Its been eight years since Katrina ravaged the Gulf Coast of the United States.
For many reasons, I stop and think about that every year at this time.
As a weather buff, all of Mother Natures handiwork fascinates me in one way or another.
Unfortunately, Katrina intrigued us all for all the wrong reasons.
Nearly 2,000 souls were lost to drowning, heat, suffocation and other unimaginable ways.
Our government’s response was woeful from the start.
And in the aftermath of it all, we were supposed to ask ourselves, as a country, some pivotal questions namely what did we learn and how can we be better prepared.
When you discuss potentials for catastrophes in our country, a few things immediately stick out terrorism in a major city and devastating weather events.
Eight years ago today, some of those worst fears became our reality.
As Katrina brewed and spun in the Gulf, residents were warned, many times, to leave. While no one could have fathomed the magnitude of not only the storm, but the levee breaches and subsequent flooding, weather experts and politicians were sounding the alarm bells for days ahead of Katrina.

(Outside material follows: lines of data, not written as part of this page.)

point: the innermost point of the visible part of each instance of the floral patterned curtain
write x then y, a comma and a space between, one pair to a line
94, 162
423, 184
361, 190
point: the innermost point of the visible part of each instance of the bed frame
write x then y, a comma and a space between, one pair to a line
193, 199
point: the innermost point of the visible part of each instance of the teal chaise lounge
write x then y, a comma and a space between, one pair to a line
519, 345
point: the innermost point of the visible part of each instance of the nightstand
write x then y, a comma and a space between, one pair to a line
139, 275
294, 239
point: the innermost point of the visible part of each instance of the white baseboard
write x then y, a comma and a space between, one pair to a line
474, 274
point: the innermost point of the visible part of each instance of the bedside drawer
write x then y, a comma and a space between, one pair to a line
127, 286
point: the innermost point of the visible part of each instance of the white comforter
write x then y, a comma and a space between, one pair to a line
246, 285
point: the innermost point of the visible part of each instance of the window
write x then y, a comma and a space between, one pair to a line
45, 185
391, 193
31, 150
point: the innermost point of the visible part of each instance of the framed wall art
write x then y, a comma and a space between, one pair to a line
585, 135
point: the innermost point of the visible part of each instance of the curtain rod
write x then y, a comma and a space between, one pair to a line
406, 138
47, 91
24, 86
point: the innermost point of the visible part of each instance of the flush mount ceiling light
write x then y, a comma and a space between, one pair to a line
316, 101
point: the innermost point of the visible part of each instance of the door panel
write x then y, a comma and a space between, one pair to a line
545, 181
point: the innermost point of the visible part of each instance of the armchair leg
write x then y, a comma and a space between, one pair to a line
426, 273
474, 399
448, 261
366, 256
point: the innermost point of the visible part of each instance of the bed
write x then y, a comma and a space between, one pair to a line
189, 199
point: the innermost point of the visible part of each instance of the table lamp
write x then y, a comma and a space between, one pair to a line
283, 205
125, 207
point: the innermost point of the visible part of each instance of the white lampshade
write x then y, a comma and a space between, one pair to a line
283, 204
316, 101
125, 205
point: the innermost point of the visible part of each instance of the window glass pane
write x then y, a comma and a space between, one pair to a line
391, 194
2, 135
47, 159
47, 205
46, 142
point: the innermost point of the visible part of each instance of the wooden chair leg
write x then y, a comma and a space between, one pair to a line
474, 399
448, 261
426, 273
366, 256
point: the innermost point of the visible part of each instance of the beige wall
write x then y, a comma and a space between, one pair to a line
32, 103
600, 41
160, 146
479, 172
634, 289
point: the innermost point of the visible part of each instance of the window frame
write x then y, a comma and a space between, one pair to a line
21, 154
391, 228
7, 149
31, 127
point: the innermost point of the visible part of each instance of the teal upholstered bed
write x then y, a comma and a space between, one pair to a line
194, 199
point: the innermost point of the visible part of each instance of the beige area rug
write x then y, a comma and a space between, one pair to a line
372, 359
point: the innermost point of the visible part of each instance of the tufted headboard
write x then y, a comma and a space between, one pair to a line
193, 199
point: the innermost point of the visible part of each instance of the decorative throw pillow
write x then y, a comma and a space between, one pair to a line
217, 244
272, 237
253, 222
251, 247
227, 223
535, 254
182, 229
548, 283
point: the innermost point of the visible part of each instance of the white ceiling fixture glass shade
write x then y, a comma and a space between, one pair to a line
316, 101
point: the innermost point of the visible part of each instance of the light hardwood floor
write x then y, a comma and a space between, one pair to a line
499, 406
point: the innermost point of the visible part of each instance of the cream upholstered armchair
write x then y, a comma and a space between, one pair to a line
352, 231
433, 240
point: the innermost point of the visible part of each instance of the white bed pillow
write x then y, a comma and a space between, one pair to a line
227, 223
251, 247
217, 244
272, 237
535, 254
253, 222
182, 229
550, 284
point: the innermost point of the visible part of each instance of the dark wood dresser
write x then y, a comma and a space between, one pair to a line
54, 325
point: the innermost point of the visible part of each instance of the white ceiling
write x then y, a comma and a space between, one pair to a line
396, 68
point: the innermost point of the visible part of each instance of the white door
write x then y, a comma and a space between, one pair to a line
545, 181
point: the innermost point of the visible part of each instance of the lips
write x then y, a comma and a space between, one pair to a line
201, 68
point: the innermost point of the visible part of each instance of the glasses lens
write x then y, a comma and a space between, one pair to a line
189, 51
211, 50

Those warnings don’t excuse us of our obligations to help those less fortunate than us. And I am not going to turn the Katrina response into a political football blame game, either. We know what went wrong in New Orleans, on the coast and in Washington, D.C.

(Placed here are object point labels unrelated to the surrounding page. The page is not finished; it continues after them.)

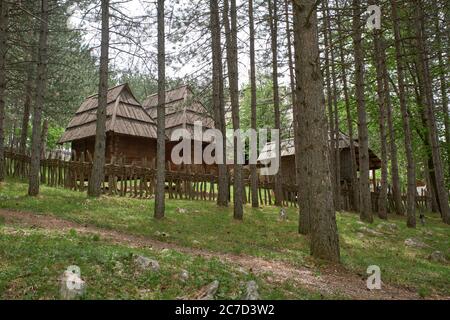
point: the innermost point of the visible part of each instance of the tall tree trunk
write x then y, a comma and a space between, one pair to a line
293, 95
353, 164
427, 102
218, 100
378, 60
161, 119
230, 20
41, 86
26, 108
443, 70
98, 166
44, 137
365, 207
317, 195
329, 99
4, 15
253, 172
411, 166
273, 23
335, 134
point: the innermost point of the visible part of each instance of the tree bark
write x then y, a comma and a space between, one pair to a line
253, 172
28, 92
161, 136
98, 166
427, 102
273, 23
230, 20
41, 86
4, 15
218, 100
411, 166
293, 96
317, 197
379, 66
365, 207
353, 164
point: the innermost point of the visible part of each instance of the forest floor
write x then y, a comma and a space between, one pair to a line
41, 237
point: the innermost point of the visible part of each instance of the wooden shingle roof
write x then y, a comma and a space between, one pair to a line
182, 110
124, 115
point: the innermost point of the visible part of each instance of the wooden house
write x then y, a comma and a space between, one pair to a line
287, 163
182, 111
130, 130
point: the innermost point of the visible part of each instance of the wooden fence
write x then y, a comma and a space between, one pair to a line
190, 182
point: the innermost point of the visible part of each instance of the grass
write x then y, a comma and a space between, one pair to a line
32, 261
260, 234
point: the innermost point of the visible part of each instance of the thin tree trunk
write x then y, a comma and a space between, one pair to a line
353, 164
365, 207
161, 149
427, 102
317, 197
273, 23
98, 166
293, 97
329, 100
378, 60
335, 133
4, 15
253, 172
411, 166
443, 70
44, 135
230, 20
218, 100
41, 86
26, 108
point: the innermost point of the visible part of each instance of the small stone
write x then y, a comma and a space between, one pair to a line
180, 210
415, 243
184, 275
283, 214
388, 227
252, 291
72, 286
146, 263
437, 256
369, 231
208, 292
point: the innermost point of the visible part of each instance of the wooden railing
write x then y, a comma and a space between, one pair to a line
189, 182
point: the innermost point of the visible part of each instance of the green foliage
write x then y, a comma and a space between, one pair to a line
261, 234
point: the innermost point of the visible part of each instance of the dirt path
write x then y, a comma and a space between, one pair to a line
332, 280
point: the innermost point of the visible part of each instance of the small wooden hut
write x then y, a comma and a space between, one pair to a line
182, 111
287, 163
130, 130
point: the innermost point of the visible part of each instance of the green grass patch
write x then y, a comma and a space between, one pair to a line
261, 234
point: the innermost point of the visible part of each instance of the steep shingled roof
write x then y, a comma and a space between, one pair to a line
124, 115
182, 110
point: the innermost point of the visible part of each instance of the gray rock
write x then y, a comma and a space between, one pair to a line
283, 214
437, 256
146, 263
184, 275
252, 291
415, 243
369, 231
208, 292
387, 227
180, 210
72, 286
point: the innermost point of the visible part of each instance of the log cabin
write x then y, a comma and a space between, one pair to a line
130, 131
287, 163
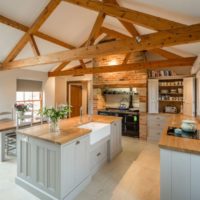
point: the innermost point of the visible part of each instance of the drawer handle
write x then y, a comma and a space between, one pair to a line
98, 154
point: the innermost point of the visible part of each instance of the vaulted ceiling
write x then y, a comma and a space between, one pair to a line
72, 25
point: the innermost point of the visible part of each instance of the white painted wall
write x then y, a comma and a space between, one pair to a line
8, 80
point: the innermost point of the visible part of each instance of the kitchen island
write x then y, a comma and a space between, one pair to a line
179, 163
60, 166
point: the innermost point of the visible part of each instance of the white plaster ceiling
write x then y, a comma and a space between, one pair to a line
72, 24
23, 11
8, 39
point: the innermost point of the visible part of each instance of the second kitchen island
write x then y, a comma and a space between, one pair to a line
59, 167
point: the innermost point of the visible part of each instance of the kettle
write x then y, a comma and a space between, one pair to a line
189, 126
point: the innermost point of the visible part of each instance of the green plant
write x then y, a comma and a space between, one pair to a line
54, 114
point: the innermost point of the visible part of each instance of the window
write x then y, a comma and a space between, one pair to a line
34, 99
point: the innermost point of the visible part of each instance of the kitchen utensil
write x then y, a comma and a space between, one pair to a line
189, 126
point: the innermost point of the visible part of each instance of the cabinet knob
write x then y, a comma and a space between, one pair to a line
98, 154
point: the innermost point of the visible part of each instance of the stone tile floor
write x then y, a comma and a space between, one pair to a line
133, 175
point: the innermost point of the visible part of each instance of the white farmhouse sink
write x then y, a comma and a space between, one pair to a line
99, 131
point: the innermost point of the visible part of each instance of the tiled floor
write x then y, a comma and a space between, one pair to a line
133, 175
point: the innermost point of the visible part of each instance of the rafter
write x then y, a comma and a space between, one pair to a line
126, 58
165, 53
161, 52
61, 66
82, 64
128, 15
96, 29
39, 34
160, 39
36, 25
128, 26
34, 46
128, 67
113, 33
93, 35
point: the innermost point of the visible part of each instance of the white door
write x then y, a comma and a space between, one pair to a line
198, 96
189, 96
153, 95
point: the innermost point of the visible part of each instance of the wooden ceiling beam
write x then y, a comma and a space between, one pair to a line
125, 14
36, 25
184, 35
12, 23
34, 46
126, 58
39, 34
113, 33
61, 66
128, 26
82, 64
53, 40
127, 67
161, 52
96, 29
164, 53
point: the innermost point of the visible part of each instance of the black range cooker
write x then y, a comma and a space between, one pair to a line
130, 120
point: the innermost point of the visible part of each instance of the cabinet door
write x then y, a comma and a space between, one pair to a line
180, 175
119, 136
195, 177
153, 95
113, 140
68, 168
189, 96
81, 159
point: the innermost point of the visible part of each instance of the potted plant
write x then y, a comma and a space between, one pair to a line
54, 115
21, 109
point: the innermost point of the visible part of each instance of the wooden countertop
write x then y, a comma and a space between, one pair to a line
68, 129
11, 124
178, 143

We were not equipped to handle a storm like this.
Many residents in a city that is already under sea level had lived through Hurricane Betsy, stuck it out in their homes and moved on.
Perhaps complacency was our biggest enemy in the days before and after that awful Katrina hit.

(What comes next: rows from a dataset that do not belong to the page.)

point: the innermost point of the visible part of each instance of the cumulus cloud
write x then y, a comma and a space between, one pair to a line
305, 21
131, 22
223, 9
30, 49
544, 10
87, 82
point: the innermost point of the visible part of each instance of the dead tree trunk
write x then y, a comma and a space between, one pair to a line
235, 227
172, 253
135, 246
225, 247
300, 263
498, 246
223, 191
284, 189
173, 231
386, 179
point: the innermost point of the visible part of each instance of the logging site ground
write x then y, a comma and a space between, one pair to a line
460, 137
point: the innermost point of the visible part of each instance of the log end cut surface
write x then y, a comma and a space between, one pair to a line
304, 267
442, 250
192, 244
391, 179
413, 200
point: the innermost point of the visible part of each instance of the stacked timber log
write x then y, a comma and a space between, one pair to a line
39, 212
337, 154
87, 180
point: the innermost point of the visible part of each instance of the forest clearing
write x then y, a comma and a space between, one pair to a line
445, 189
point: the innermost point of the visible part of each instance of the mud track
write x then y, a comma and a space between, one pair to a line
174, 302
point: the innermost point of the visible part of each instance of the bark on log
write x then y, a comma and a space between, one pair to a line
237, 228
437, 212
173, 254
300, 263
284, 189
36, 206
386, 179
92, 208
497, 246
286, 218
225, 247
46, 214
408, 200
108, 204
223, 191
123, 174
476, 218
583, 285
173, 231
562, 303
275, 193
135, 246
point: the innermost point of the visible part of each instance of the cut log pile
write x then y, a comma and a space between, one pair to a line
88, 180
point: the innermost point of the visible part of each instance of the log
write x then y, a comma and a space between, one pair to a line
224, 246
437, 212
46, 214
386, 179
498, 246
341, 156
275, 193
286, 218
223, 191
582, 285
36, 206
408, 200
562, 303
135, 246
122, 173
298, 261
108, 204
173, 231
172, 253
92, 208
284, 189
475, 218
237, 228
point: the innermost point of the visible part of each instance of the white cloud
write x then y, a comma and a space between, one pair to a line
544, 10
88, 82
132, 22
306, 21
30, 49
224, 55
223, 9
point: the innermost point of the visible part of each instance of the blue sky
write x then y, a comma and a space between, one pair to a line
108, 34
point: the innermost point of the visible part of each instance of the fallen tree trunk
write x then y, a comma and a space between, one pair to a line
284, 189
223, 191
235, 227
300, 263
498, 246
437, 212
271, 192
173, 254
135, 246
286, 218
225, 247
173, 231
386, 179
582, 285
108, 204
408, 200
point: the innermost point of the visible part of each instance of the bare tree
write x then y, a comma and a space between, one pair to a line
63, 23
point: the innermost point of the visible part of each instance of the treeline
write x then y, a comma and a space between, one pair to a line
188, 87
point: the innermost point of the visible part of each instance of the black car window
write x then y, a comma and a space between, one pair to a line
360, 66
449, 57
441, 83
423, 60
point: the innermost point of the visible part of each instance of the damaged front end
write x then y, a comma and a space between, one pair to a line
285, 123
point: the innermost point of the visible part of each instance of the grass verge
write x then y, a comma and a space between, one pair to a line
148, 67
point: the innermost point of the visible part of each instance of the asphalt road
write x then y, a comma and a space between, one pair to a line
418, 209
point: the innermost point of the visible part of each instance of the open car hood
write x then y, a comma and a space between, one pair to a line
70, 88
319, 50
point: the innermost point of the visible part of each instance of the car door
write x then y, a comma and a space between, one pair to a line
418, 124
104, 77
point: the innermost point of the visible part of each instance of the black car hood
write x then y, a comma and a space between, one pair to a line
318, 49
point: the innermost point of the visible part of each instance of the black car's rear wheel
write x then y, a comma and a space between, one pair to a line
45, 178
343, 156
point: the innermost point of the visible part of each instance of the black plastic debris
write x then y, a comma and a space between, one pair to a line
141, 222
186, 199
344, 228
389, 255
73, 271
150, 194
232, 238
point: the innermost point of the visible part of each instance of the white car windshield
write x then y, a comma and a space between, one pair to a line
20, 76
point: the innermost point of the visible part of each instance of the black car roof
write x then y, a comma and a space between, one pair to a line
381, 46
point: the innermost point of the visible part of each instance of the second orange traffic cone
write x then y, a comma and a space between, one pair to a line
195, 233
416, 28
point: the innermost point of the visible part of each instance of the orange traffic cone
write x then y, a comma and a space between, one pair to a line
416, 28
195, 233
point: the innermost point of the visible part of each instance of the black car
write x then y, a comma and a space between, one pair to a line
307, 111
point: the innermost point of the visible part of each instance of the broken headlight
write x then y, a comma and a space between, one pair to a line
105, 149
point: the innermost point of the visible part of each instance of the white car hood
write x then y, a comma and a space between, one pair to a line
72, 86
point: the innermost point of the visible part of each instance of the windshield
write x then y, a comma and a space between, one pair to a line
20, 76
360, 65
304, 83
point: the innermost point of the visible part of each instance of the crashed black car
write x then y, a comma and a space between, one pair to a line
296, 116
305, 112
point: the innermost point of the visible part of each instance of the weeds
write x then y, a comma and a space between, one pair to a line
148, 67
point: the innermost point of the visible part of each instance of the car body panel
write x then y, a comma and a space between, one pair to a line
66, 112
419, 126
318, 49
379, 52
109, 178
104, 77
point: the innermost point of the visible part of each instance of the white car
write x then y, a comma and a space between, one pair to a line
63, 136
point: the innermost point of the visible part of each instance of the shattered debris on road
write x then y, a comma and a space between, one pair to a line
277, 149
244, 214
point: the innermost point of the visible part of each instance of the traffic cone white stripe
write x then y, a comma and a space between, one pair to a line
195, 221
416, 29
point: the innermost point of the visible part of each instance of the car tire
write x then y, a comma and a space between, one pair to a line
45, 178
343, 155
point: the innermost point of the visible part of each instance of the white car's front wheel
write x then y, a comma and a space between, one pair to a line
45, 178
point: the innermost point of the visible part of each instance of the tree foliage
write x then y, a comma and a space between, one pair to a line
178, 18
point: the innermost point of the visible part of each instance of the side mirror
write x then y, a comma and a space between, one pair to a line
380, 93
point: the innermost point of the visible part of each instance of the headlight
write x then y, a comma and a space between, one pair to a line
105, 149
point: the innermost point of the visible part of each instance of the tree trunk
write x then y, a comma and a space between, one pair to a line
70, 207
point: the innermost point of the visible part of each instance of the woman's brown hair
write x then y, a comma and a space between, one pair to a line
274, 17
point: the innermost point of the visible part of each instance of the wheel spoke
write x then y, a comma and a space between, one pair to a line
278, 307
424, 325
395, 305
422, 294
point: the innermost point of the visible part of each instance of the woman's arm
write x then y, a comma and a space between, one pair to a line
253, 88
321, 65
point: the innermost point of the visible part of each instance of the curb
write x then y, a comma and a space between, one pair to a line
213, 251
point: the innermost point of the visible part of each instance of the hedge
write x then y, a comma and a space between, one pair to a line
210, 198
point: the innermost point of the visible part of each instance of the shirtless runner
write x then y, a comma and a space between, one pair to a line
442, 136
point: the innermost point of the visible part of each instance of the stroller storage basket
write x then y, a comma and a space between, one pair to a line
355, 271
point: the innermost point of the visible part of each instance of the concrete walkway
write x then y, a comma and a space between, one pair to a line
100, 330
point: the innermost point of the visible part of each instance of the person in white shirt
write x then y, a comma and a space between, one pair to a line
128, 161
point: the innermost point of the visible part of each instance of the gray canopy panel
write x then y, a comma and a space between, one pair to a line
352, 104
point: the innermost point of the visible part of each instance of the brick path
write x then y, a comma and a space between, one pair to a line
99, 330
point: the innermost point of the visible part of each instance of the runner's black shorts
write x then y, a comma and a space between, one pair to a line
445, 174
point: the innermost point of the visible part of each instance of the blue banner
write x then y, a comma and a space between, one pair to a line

For hours and days, we were glued to the television set as the National Guard, Air Force and Coast Guard went roof to roof to save people that had nothing left an axe to break out of their house with and the shirts on their backs.
Those were the real heroes in this entire mess.
I wonder each year how we would handle such a national crisis today. What we learned from Katrina, the correct response to such misery, how the politicians would spin the event and how, in the end, humanity would win out, just as it did in the weeks, months and years after the hurricane in August of 2005.
People left New Orleans, scattered all over our great country. Some never returned.
Many also arrived in the Big Easy to help rebuild and reunite.
Remembering Katrina is appropriate any time of the year, of course.
Now, as we prepare to, perhaps, engage in another conflict overseas, my hope is that we leave enough resources here at home as we enter another hurricane season.